I see data engineers as being similar to droids in Star Wars. In every movie, they’re in the background repairing ships for starfighters, delivering critical information between Jedi, moving cargo for smugglers, and translating languages for blue milk farmers. It’s easy to overlook droids because most don’t play prominent roles, but they do keep rebel and imperial forces up and running...at least until the blasters start pew pewing.
If you need to be acknowledged and glorified for your work, data engineering is probably not the right role for you. Like droids, you work in the background. You often go unnoticed. You can’t even show your friends the cool app or website that you built.
In fact, many people in your company won’t even recognize the work you do, until something fails. Then is your time to shine—because you’re a jack-of-all-trades. You don’t seek to master the major parts of the company you work for. You master all the little things that go into cloud architecture and maintenance.
There is talk that because you have to master so many little things, it’s hard to get a job as a data engineer. That’s not true. You can learn the critical software you need for your first job in just weeks.
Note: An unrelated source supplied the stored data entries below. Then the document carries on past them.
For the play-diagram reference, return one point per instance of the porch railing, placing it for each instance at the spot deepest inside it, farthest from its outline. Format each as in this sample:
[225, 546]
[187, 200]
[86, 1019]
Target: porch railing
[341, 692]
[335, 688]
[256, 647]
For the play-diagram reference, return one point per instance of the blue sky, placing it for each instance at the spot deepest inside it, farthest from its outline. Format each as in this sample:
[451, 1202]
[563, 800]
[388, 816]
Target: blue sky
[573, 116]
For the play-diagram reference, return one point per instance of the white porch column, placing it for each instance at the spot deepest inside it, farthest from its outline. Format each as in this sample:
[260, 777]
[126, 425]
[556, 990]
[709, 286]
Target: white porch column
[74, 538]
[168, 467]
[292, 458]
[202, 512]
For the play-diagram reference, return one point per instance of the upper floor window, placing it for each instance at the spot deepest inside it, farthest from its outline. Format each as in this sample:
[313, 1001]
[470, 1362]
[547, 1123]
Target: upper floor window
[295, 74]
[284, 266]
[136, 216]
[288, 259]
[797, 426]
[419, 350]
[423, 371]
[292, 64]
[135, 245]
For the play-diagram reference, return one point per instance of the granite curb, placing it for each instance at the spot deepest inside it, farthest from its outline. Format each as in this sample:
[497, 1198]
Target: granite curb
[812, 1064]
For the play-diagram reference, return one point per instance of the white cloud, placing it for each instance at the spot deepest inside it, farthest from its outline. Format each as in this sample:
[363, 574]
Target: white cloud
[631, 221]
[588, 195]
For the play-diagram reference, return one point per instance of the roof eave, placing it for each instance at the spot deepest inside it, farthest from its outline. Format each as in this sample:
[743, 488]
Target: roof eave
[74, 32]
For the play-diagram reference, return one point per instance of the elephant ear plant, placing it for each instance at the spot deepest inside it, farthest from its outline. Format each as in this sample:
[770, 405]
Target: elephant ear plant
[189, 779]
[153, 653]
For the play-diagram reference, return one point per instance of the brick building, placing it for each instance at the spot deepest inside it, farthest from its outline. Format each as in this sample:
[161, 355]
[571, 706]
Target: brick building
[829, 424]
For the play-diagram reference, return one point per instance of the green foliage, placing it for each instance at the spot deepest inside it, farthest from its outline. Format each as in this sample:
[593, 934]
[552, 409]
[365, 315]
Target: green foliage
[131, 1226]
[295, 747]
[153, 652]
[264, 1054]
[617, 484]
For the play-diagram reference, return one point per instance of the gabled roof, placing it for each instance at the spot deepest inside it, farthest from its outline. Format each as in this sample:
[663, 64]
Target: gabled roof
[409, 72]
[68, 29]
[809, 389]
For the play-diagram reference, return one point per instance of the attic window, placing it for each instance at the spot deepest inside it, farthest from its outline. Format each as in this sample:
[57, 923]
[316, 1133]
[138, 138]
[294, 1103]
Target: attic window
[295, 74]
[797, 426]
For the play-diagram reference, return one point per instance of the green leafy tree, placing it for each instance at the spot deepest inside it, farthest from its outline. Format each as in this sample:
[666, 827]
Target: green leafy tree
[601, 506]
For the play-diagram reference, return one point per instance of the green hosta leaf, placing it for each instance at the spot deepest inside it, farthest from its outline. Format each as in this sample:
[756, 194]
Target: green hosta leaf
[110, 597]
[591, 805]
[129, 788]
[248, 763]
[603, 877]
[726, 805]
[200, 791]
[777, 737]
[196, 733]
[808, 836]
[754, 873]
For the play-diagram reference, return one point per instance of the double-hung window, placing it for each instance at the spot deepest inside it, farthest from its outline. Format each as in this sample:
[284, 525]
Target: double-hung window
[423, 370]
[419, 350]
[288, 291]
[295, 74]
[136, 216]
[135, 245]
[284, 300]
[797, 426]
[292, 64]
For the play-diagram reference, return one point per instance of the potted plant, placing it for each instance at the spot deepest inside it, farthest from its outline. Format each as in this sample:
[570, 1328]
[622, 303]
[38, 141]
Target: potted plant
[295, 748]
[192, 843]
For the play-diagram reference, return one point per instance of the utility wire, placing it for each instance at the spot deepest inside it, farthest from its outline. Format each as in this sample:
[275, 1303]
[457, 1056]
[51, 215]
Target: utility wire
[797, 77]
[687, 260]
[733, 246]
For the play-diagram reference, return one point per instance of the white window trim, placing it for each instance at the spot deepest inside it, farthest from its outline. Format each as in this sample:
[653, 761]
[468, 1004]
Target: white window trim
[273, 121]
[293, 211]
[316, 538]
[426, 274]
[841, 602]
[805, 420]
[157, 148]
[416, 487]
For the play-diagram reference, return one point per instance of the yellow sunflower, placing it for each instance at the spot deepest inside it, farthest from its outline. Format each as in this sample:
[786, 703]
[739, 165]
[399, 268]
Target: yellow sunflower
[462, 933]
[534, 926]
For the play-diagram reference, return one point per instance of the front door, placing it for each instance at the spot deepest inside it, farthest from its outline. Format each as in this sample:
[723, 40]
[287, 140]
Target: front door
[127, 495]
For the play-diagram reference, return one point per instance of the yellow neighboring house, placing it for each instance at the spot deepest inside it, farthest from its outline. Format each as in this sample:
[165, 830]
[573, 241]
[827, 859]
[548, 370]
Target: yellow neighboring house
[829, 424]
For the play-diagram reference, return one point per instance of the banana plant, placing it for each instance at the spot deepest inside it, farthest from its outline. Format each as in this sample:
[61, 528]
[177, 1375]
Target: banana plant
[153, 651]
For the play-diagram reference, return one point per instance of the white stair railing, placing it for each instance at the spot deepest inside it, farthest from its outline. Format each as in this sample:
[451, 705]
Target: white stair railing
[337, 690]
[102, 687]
Developers have made the software intuitive. You can learn it fast.
Once you do learn the technology, you might notice there aren’t many jobs labeled as “entry level.” Don’t let that deter you from going for a job. The tools data engineers use are not considered by companies to be entry level, even if you can learn them in a few weeks. That’s because not many people know them well enough to use them professionally. Right now there are more jobs open than people who can do them.
Yes, you will have to stand in the background like a droid at a medal ceremony while your executives (Han and Luke) are acknowledged. But you will be well-compensated for the work you do. You won’t always see recognition from those above the line, but you’ll definitely see it on the bottom line.